Alcohol is also commonly found in everyday toners and waterless cleansers, usually topping the list or second after water. Unfortunately, the drying nature of alcohol in face products provides nothing more than a thirsty skin left overnight to fend against pathogens and toxins with a half-empty tank.
When we began formulating a prepping solution for our patients undergoing aesthetic procedures, we steadfastly kept to the principle of using no harsh alcohols. The botanic hydrosols, nontoxic amino acids and silky MSM wipe away debris better than any 2X2 alcohol swab I’ve come across in a decade practicing medicine. The skin is wholly cleansed (not sterile, doesn’t need to be for simple procedures) and conditioned with Seaside’s Cytotone Waterless Cleanser, ready to take on the botox, filler or peel.
As medical professionals as well as skincare consumers we should be more conscientious in our quest to rid the skin of dirt, debris and organisms with alcohol in our skincare by choosing clinically proven non-toxic solutions. More importantly, we must open our eyes to the potentially toxic effects of rubbing our skin with harsh alcohols and drift away from the ill-informed notion of alcohol as our primary sterilizing agent of choice.

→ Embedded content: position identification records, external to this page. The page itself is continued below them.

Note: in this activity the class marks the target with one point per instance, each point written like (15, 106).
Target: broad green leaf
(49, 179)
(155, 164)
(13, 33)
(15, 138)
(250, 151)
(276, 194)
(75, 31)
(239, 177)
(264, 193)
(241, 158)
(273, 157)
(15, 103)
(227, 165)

In good health and progress,
Chemical Disinfectants. (2019, April 4). Retrieved from https://www.cdc.gov/infectioncontrol/guidelines/disinfection/disinfection-methods/chemical.html
Hemani, M. L., & Lepor, H. (2009). Skin preparation for the prevention of surgical site infection: which agent is best?. Reviews in urology.
McDonnell, G., & Russell, A. D. (2001, January 14). Antiseptics and Disinfectants: Activity, Action, and Resistance.
Walters, R. M., Mao, G., Gunn, E. T., & Hornby, S. (2012). Cleansing formulations that respect skin barrier integrity. Dermatology research and practice, 2012.